Appoint Eric Cantona as His Number 2
Yeah, OK, its a French thing. But, what United fan wouldn't be over the moon to see a former great sitting in the dugout? Wenger always had his favourites by his side, but what is to say he couldn't sway the bonkers Frenchman to assist him in his bid to bring glory back to the club?
They could even do their press conferences together. The older of the two deflecting blame of his players while his assistant manager blurbs out some bizarre philosophical speech about how United are a tadpole waiting to evolve into a butterfly so they can spread their fairydust over Greater Manchester.
You'd love to see it.
He Would Solve the Recent Penalty Debate
Who is the designated penalty taker at United? Is it Pogba? Is it Marcus Rashford?

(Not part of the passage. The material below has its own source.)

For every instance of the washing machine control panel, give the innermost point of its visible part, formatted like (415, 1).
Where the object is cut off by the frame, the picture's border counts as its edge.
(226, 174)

It appears to be the latter. However...remember the Robert Pires/Thierry Henry double-taker effort? Le Coq-up Sportif?
Why argue over who takes it when you both can?
The Old Trafford Bank Balance Would Get a Rest
This one is actually fairly serious. Sorry.
With £950m being spent on players since Fergie left his post, United have tried and failed miserably to recruit the stars necessary to catapult them back into Premier League contention. Fielding a very young side at present in light of those failures, with the track record he has, no manager would be better suited to getting the United kids up to speed.
As he has previously stated, 'we do not buy superstars, we make them', news that would be music to the ears of the United board who splashed out another £150m this summer. Furthermore, Wenger has also stated in the past that 'English players are as easy to coach', something Solskjaer didn't had much luck with during his ill-fated spell at Cardiff - or his current one with United.